For those still in service, it often might be because "they're out of sight and out of mind," he said. Most often, Windstream takes out the phones only if a customer requests they be removed or if they're vandalized.
And on the rare occasion that someone requests a phone be installed, it's not a cheap proposition, Windstream said.
Customers essentially rent the phones from Windstream and are responsible for collecting the money and taking care of any reports of trouble, Bishop said.
"The actual instrument is very expensive. We typically refurbish them, and even refurbished ones cost $300 to $1,000, depending on the model," Bishop said. "It's still a very expensive piece of equipment."
Windstream is not the only provider of pay phones in the area. When the business was deregulated in recent years, private companies and individuals began operating them.
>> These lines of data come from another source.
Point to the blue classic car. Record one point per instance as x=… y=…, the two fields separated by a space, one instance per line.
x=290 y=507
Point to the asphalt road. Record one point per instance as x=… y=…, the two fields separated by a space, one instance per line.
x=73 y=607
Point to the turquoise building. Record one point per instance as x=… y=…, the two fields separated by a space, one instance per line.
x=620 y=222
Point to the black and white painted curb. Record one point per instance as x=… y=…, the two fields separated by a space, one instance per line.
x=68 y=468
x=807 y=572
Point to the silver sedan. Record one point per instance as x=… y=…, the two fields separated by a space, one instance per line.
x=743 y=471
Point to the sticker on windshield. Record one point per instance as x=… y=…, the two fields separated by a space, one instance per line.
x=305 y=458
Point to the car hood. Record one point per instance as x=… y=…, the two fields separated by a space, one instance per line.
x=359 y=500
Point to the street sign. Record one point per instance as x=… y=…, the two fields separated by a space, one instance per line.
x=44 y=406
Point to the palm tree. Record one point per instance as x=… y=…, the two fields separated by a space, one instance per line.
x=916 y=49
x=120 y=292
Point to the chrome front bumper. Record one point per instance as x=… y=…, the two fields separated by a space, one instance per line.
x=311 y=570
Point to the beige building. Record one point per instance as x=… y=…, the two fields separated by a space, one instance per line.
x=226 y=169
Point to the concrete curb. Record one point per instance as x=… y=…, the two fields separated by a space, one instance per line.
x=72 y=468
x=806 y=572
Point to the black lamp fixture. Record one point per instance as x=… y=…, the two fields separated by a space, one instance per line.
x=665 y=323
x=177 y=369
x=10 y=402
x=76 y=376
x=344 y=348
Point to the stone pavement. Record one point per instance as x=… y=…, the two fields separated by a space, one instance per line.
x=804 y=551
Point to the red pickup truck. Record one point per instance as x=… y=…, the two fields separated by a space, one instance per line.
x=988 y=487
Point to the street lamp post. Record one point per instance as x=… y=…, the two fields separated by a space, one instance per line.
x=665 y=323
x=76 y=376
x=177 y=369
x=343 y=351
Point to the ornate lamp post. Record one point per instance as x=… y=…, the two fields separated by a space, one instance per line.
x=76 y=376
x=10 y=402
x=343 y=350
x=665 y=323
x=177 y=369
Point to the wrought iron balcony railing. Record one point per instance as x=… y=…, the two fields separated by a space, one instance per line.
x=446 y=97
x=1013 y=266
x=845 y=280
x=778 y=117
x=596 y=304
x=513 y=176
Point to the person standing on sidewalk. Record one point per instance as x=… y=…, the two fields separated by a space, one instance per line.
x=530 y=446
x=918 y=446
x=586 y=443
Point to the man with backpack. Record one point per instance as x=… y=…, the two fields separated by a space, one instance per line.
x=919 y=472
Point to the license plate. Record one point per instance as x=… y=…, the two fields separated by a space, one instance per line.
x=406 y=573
The state Public Service Commission requires the users to register "to let us know they're out there," said spokesman Andrew Melnykovych.
But the state doesn't require them to state how many phones they operate, "so we don't have a clear sense of how many are left," he said.
The PSC also has a system in place in which communities may request that a pay phone be installed if there isn't one and it's deemed to be in the public interest.
But since that program was put in place in 2004, there hasn't been a single application.
So when will the phones vanish completely?
"Right now, the community service is something to us," Bishop said. "We'll keep them out there as long as somebody needs them."